I am reading Brene Brown’s book The Gifts of Imperfection. She talks a lot about vulnerability and shame, and how they relate to true joy and grateful living. Being vulnerable is different for everyone, and feeling shame takes on a lot of faces. Today, vulnerability.
Vulnerability is this weird word that everyone thinks means being an easy target or acting weak. We numb vulnerability, as Brene says, so we don’t have to feel pain and discomfort. But she also mentions the all-important fact that you can’t selectively numb emotions. If you numb pain, you numb joy. And you’re left with this sort of middle-of-the-road life. Cut out vulnerability and you cut out the opportunity for pure, unadulterated joy.
So I have done a lot of soul-searching to determine what it means for me to be vulnerable (because it’s different for everyone). I’ve discovered perfectionism is my anti-vulnerability drug of choice, and I express it by trying to be what people want me to be. It’s cleaning my house at the last minute before someone comes over. It’s agreeing with opinions that might not be my own to stay on the straight and narrow with someone. But most of all, it’s going straight for anger and lashing out instead of telling someone they hurt me.
In order to avoid vulnerability, I am sometimes inauthentic. So now, I am making an effort everyday to remain authentic and honest with myself and, in doing so, I’m learning that no one is just naturally authentic. It’s not a thing you can be. It is a daily practice. (It is sometimes a minute-to-minute practice.) I am constantly making the decision to be authentic. When someone asks me a question, before I answer I repeat to myself, “Be honest. What do you really think?” When someone is coming over I ask myself, “What does your house really look and how will this person feel knowing that your shoes rarely make it back to the closet? Maybe, relieved?”
I have to let myself be seen and be imperfect. I have to forgive myself, knowing that I am always doing the best that I can and when I know better, I do better. And I am forgiving of others who hurt me, and for me this means being honest about the hurt (instead of hurting back) and then setting up a boundary to protect myself from being hurt in the same ways.

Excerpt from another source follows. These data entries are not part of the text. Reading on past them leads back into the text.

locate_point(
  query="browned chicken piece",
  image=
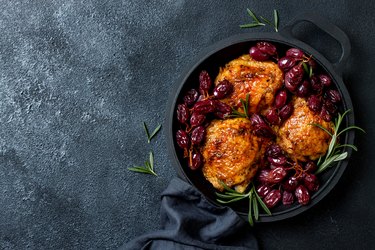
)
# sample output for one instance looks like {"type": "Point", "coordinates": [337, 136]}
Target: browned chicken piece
{"type": "Point", "coordinates": [260, 80]}
{"type": "Point", "coordinates": [299, 138]}
{"type": "Point", "coordinates": [231, 153]}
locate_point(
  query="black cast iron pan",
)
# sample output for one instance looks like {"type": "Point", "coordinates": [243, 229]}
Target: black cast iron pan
{"type": "Point", "coordinates": [216, 56]}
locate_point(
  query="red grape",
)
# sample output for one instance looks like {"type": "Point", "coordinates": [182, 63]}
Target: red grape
{"type": "Point", "coordinates": [263, 190]}
{"type": "Point", "coordinates": [303, 90]}
{"type": "Point", "coordinates": [311, 182]}
{"type": "Point", "coordinates": [263, 176]}
{"type": "Point", "coordinates": [290, 184]}
{"type": "Point", "coordinates": [288, 198]}
{"type": "Point", "coordinates": [286, 63]}
{"type": "Point", "coordinates": [182, 139]}
{"type": "Point", "coordinates": [182, 113]}
{"type": "Point", "coordinates": [295, 53]}
{"type": "Point", "coordinates": [316, 85]}
{"type": "Point", "coordinates": [325, 80]}
{"type": "Point", "coordinates": [197, 119]}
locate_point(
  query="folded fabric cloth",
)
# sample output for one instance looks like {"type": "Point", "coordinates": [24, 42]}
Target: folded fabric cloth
{"type": "Point", "coordinates": [189, 221]}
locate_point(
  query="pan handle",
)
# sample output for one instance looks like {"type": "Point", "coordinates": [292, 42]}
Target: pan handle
{"type": "Point", "coordinates": [329, 28]}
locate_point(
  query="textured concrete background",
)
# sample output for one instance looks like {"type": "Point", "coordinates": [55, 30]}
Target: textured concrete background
{"type": "Point", "coordinates": [78, 78]}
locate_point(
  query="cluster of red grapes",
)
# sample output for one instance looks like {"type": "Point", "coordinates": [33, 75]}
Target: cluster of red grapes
{"type": "Point", "coordinates": [300, 80]}
{"type": "Point", "coordinates": [280, 179]}
{"type": "Point", "coordinates": [194, 113]}
{"type": "Point", "coordinates": [285, 180]}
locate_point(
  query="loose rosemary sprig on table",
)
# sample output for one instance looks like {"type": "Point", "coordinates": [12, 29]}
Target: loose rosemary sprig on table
{"type": "Point", "coordinates": [335, 152]}
{"type": "Point", "coordinates": [256, 22]}
{"type": "Point", "coordinates": [231, 195]}
{"type": "Point", "coordinates": [148, 168]}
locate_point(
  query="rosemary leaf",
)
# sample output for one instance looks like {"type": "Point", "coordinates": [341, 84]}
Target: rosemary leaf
{"type": "Point", "coordinates": [141, 170]}
{"type": "Point", "coordinates": [341, 157]}
{"type": "Point", "coordinates": [260, 201]}
{"type": "Point", "coordinates": [231, 200]}
{"type": "Point", "coordinates": [151, 161]}
{"type": "Point", "coordinates": [146, 130]}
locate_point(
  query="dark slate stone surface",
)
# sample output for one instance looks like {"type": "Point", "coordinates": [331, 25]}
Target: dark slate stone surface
{"type": "Point", "coordinates": [77, 79]}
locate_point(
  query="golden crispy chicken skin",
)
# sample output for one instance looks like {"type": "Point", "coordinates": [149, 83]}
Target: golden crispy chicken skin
{"type": "Point", "coordinates": [230, 153]}
{"type": "Point", "coordinates": [301, 140]}
{"type": "Point", "coordinates": [260, 80]}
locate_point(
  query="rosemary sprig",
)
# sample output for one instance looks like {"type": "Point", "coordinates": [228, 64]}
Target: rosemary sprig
{"type": "Point", "coordinates": [335, 151]}
{"type": "Point", "coordinates": [231, 195]}
{"type": "Point", "coordinates": [150, 136]}
{"type": "Point", "coordinates": [245, 107]}
{"type": "Point", "coordinates": [256, 22]}
{"type": "Point", "coordinates": [148, 168]}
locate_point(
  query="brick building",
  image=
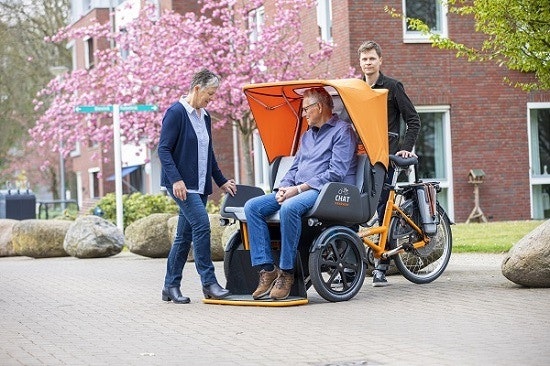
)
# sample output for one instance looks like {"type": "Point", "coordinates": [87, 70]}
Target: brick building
{"type": "Point", "coordinates": [471, 119]}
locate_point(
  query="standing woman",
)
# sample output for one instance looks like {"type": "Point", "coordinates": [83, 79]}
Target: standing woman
{"type": "Point", "coordinates": [188, 166]}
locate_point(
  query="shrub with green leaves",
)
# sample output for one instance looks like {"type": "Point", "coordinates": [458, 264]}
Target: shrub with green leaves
{"type": "Point", "coordinates": [138, 205]}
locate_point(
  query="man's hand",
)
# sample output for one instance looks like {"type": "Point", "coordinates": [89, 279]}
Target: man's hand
{"type": "Point", "coordinates": [406, 154]}
{"type": "Point", "coordinates": [230, 187]}
{"type": "Point", "coordinates": [179, 190]}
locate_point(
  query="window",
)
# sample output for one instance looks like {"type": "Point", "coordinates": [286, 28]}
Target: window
{"type": "Point", "coordinates": [261, 165]}
{"type": "Point", "coordinates": [431, 12]}
{"type": "Point", "coordinates": [93, 176]}
{"type": "Point", "coordinates": [433, 147]}
{"type": "Point", "coordinates": [539, 158]}
{"type": "Point", "coordinates": [256, 21]}
{"type": "Point", "coordinates": [324, 19]}
{"type": "Point", "coordinates": [88, 53]}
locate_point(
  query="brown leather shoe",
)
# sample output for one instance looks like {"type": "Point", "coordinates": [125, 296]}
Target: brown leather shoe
{"type": "Point", "coordinates": [267, 279]}
{"type": "Point", "coordinates": [282, 286]}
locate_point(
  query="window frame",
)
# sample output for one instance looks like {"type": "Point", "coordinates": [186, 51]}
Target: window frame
{"type": "Point", "coordinates": [418, 37]}
{"type": "Point", "coordinates": [324, 20]}
{"type": "Point", "coordinates": [88, 54]}
{"type": "Point", "coordinates": [447, 182]}
{"type": "Point", "coordinates": [539, 179]}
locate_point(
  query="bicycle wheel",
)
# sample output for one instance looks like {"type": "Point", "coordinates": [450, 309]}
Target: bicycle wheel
{"type": "Point", "coordinates": [336, 265]}
{"type": "Point", "coordinates": [422, 265]}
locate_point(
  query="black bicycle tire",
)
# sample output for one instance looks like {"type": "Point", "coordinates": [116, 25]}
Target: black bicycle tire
{"type": "Point", "coordinates": [419, 269]}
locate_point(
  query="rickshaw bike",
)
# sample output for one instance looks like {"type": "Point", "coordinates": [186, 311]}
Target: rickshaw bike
{"type": "Point", "coordinates": [337, 243]}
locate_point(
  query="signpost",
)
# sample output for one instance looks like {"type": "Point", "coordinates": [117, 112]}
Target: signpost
{"type": "Point", "coordinates": [116, 109]}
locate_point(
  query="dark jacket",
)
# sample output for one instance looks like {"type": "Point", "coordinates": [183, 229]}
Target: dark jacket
{"type": "Point", "coordinates": [399, 105]}
{"type": "Point", "coordinates": [178, 155]}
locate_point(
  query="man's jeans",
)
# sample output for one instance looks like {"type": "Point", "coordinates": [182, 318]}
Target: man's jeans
{"type": "Point", "coordinates": [291, 212]}
{"type": "Point", "coordinates": [193, 226]}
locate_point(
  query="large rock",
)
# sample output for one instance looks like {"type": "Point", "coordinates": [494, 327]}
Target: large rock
{"type": "Point", "coordinates": [93, 237]}
{"type": "Point", "coordinates": [6, 233]}
{"type": "Point", "coordinates": [40, 238]}
{"type": "Point", "coordinates": [216, 233]}
{"type": "Point", "coordinates": [528, 262]}
{"type": "Point", "coordinates": [150, 236]}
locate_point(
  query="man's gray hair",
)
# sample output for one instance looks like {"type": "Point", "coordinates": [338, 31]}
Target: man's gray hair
{"type": "Point", "coordinates": [205, 79]}
{"type": "Point", "coordinates": [320, 95]}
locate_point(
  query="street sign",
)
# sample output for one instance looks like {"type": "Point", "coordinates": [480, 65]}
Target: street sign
{"type": "Point", "coordinates": [139, 108]}
{"type": "Point", "coordinates": [123, 108]}
{"type": "Point", "coordinates": [93, 108]}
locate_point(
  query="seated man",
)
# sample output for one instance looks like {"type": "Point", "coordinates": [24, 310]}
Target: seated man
{"type": "Point", "coordinates": [326, 154]}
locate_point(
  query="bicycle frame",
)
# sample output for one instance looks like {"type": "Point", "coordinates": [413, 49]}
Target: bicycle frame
{"type": "Point", "coordinates": [392, 209]}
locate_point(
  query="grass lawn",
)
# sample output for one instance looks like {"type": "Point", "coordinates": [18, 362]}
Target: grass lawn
{"type": "Point", "coordinates": [491, 237]}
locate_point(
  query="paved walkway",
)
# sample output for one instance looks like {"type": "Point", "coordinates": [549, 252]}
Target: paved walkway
{"type": "Point", "coordinates": [68, 311]}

And you know the worst part of practicing vulnerability for a perfectionist? It’s impossible to practice it perfectly. I make mistakes all the time and I have to forgive myself immediately and let them go so they can’t stick around and tarnish the rest of my day. If I don’t get to shout at someone else who hurts me, I don’t get to shout at myself when I make a mistake.
Becoming vulnerable has opened the door for other people in my life to be vulnerable, and shined a light on those who aren’t/can’t be. It’s amazing how much closer I am to those who are open, honest, authentic, and imperfect. And it’s amazing how those who aren’t vulnerable can trigger my anti-vulnerability quirks in an instant if I’m not careful and conscious.